If Obama wants to know what “radical” looks like then he needs to look no further than the nearest mirror.
(CBS News) — Pivoting from the news of last week’s tepid jobs report, President Obama on Monday proposed a one-year extension of Bush-era tax cuts for Americans making less than $250,000, reiterating his calls to let tax cuts for high-earning Americans expire, and reopening a politically contentious debate that is likely to result in a drawn-out congressional battle just months before the November election.
Mr. Obama, speaking from the East Room of the White House, argued that top-down economics favored by many Republicans simply “didn’t work.” […]
“I’m not proposing anything radical here,” Mr.
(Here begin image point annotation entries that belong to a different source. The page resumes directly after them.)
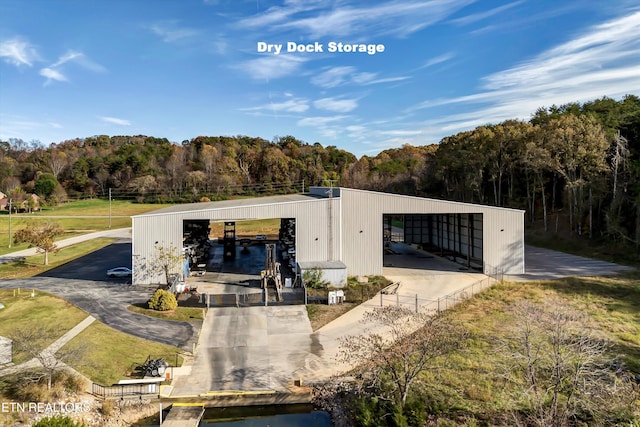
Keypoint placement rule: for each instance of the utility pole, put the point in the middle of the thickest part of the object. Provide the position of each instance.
(109, 208)
(10, 200)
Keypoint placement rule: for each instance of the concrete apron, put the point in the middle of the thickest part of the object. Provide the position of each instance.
(250, 349)
(263, 350)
Obama added. “We all say that we should extend tax cuts for 98% of the people…so we should all agree to extend the tax cuts for the middle class.”
Up to 940K households would take a direct hit from his plan:
(Bloomberg) — President Barack Obama’s plan to raise tax rates for the top 2 percent of U.S. households would mean higher taxes on the people who report 53 percent of business income reported on individual returns, according to the Joint Committee on Taxation.
The nonpartisan analysts prepared the data at the request of Republicans on the Senate Finance Committee. Orrin Hatch of Utah, the panel’s top Republican, said the document was “irrefutable proof” that tax rates shouldn’t go up.
“With our economy as weak as it is, it makes absolutely no sense to hit more and more small businesses with a tax hike,” he said in a statement. […]
According to JCT, next year 940,000 households within the top 2 percent will report net positive business income and will face marginal tax rates that would be 36 percent or 39.6 percent under Obama’s plan, up from 33 percent and 35 percent now. That represents 3.5 percent of taxpayers who have business income and 53 percent of net positive business income, the analysis said.